My greatest mentor once told me, upon us being separated due to moving and physical distance, that our relationship wasn’t leaving or ending, it was just changing and evolving. I didn’t understand that very much until now. Even years later, it has been difficult to grasp and I don’t like it, lol! It feels like I’ve been grieving a loss, even after all this time and yet, my every visit afterwards throughout the years has been nothing but wonderful. I have been reassured and seen that our love and care for one another is still there and only deepens with time regardless.
The last time I saw him, I remember him saying, “Isn’t it wonderful to know that we’re part of the same family forever?” My heart and soul finally calmed at that and did a joyous little dance. That’s when I fully realized that I am a part of this Christian family no matter where I go and one day, we will all be together again for eternity.
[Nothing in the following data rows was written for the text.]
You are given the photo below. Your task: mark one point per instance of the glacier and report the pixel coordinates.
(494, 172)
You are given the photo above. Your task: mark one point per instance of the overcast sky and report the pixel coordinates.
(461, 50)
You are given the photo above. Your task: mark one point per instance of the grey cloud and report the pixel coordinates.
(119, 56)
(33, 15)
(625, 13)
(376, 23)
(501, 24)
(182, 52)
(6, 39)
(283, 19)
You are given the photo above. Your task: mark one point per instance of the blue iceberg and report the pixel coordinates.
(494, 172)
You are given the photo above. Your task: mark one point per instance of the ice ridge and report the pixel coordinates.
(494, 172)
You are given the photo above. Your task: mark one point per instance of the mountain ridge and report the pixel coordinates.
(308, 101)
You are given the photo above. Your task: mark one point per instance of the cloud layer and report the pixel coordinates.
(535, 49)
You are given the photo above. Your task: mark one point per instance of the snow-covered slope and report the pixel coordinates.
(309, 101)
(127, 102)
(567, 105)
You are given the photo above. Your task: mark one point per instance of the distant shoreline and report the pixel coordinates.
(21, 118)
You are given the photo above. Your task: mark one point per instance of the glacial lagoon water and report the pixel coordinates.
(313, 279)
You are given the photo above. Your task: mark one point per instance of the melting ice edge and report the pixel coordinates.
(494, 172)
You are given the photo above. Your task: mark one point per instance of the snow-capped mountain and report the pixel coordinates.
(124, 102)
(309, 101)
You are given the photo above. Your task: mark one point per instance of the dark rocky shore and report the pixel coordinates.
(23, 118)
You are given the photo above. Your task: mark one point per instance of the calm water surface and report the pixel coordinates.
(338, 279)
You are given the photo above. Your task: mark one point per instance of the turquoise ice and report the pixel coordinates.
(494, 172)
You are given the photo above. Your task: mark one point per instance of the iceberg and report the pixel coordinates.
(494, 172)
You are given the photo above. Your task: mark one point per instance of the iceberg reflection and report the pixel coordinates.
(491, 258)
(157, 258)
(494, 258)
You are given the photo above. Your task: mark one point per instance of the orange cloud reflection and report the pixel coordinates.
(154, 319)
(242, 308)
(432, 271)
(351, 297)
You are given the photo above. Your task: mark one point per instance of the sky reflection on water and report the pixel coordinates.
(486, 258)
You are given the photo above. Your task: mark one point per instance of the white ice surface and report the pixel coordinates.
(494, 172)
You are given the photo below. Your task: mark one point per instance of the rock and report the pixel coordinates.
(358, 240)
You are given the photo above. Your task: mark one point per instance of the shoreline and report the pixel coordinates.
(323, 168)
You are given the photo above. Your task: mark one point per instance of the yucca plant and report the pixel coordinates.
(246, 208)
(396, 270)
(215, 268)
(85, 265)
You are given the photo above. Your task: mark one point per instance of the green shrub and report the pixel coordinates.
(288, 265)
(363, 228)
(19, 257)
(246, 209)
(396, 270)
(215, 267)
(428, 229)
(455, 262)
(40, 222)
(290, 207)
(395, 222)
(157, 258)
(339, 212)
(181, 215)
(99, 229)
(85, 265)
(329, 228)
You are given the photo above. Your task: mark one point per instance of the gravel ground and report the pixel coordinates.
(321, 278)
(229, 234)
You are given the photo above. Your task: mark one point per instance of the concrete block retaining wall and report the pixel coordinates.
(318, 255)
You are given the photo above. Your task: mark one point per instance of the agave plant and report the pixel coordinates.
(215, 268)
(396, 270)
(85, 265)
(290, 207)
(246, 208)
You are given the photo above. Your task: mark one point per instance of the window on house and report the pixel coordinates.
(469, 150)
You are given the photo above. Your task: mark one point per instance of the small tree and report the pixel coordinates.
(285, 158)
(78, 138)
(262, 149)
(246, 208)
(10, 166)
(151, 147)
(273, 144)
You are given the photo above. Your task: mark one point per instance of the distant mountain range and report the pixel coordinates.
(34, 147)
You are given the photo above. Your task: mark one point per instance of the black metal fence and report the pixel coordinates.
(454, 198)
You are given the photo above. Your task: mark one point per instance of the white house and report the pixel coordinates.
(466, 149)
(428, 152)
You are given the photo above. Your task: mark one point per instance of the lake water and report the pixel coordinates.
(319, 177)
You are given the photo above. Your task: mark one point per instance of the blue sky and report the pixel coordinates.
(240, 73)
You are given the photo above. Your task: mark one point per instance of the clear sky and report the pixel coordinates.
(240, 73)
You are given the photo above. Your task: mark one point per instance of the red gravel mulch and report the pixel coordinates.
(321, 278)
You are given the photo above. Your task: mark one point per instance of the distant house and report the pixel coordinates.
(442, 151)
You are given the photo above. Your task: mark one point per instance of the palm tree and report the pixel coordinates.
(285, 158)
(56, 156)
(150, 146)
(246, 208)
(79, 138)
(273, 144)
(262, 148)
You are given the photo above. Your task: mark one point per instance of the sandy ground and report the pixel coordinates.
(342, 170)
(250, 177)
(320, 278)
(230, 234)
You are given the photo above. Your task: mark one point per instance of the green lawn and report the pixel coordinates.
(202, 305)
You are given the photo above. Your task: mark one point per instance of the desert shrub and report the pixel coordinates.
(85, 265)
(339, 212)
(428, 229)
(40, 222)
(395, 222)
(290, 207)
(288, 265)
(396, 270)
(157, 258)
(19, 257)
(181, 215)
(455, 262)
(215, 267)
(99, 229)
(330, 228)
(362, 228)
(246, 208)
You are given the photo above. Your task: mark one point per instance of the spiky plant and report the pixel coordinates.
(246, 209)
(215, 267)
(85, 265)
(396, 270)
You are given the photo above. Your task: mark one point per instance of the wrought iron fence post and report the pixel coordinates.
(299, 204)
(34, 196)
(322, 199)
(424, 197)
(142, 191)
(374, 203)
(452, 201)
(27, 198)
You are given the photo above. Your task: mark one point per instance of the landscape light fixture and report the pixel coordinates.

I can see where having a trust and belief in that, is one of the biggest reasons why all of our traveling this past decade has been ok with me, and why I can feel at home anywhere we go (regardless of some inner conflict, it is what’s allowed me to relocate various times and work with law enforcement/FBI all those years.) However, I don’t believe I ever really fully understood it until now… Now, as my own daughter is grown and transitioning out of our home.
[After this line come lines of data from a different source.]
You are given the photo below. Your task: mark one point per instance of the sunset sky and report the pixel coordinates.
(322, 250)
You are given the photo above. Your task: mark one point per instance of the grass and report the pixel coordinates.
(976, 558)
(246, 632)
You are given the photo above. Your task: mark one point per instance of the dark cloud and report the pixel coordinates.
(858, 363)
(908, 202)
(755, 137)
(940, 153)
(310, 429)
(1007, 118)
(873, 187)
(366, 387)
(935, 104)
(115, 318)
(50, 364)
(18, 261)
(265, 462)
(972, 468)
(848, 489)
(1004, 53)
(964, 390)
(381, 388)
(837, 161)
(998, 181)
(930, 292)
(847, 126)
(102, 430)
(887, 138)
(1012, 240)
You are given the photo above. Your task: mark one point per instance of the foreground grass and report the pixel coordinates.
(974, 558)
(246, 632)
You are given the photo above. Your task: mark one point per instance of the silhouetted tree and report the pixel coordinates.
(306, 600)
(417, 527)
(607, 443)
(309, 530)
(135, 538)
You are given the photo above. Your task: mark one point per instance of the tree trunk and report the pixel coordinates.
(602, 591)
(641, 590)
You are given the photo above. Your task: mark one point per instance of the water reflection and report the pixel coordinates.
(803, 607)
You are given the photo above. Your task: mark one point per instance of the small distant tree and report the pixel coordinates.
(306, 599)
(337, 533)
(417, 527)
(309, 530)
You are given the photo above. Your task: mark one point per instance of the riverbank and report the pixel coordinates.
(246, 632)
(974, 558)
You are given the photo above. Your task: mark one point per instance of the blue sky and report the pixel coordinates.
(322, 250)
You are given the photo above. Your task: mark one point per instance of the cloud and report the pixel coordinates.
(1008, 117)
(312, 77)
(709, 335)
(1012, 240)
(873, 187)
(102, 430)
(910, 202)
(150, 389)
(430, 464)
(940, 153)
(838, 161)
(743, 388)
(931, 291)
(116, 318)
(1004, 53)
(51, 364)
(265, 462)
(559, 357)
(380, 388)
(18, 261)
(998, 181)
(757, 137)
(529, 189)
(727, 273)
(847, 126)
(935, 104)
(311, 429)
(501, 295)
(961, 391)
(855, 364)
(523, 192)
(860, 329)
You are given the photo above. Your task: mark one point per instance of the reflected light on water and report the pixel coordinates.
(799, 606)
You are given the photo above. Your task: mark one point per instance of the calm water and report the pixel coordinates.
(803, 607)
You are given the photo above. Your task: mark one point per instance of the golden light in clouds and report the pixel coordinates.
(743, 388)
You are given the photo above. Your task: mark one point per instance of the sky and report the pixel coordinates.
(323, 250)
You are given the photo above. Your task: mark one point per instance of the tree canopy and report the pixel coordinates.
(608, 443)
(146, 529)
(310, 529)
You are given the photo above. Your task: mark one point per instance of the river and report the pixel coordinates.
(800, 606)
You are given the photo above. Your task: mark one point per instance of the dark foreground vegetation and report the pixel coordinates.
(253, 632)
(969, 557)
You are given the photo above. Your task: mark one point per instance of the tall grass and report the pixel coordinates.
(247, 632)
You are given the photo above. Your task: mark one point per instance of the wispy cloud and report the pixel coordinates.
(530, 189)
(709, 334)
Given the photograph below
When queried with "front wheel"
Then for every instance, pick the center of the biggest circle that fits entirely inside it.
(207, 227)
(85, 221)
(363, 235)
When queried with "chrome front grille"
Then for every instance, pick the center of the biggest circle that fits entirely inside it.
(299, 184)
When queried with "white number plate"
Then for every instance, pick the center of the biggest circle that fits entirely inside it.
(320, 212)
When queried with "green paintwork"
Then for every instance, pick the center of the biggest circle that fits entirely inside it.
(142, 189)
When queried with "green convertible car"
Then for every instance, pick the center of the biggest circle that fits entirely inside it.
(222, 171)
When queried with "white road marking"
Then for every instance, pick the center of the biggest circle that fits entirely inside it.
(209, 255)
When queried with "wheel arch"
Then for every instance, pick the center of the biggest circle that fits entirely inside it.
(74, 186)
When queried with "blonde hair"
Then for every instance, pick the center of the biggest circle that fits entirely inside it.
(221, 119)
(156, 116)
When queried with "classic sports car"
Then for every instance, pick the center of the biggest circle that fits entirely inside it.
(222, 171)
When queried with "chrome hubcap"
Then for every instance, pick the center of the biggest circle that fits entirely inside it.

I have always believed and talk about how God’s greatest gift to us (besides His Son) is our freewill. He gave us the freedom to choose and in kind, we have to love our children enough to give them the same. Just as our Creator desires to have a personal relationship with us more than anything, He still wants us to make that decision on our own. He will not force us, just as we cannot force our children. There is no love in that. But, what a great gift it is when we can learn to let go instead! It allows us the freedom to love and accept each other in incredible ways! :)
We may not always feel like turning to God or praising Him, but my struggle with God in the parking lot is a good example of why we should (just like in Psalms.) God is patient and will allow us the freedom to work out our struggles with Him, if and when we are ready to. My complaints and arguments with Him soon turned into gratitude and praise instead… Which, in turn, became a blessing as well. Funny how that works, isn’t it?